Дон Хуан стоит как вкопанный, будто сам стал изваянием. В его глазах – замешательство и робость. Единственный свидетель этому, Лепорелло, в ужасе вцепился в стакан хереса.
— Силой жизни временной пришел я осудить тебя на жизнь вечную. Аз есмь Manus dei, впусти ее в свое каменное сердце. – И статуя простирает руку с тяжёлым скрежетом, словно завертев жернова вечного коловращения.

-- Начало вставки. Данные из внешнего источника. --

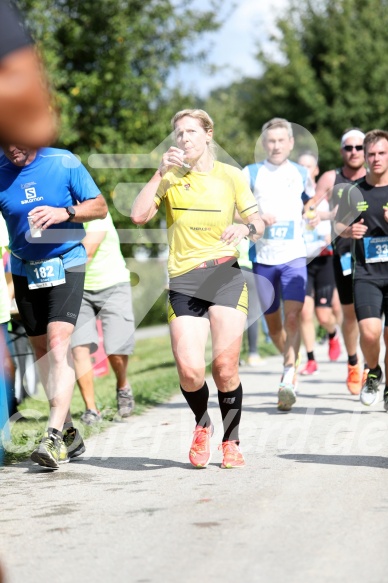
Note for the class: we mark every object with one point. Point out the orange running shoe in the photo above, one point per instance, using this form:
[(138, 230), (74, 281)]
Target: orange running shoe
[(200, 454), (233, 458), (334, 347), (354, 381)]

Взмахивает рукой и Дон Хуан — жестом горделивого отрицания — и тут потёртый отворот его камзола попадает в жернова. Дона Хуан гибнет — смятый, иссечённый в кровавый прах неумолимыми жерновами — и нестерпимая боль открывает ему неизвестное пространство бытия взамен оставленного земного, к которому был столь равнодушен.
Лепорелло в одиночестве сидит за трактирным столом с бокалом хереса в онемевшей руке – брошенный, живой, заживо умерший Лепорелло.
…Долго ещё ходила легенда, гласившая, что казнён Дон Хуан монахами-францисканцами, составившими заговор. После убийства ими был распущен слух, что Дон Хуан был низвергнут в ад статуей командора, оживлённой еретиками-каббалистами, хотя те никогда не реагировали на упоминание его имени.
Позднее, гласит легенда, монахи начали воспевать Дона Хуана как страстотерпца, чей грех жизни воспламеняет стремление к святости, как мученника сладострастия, удостоенного свыше очищающим возмездием.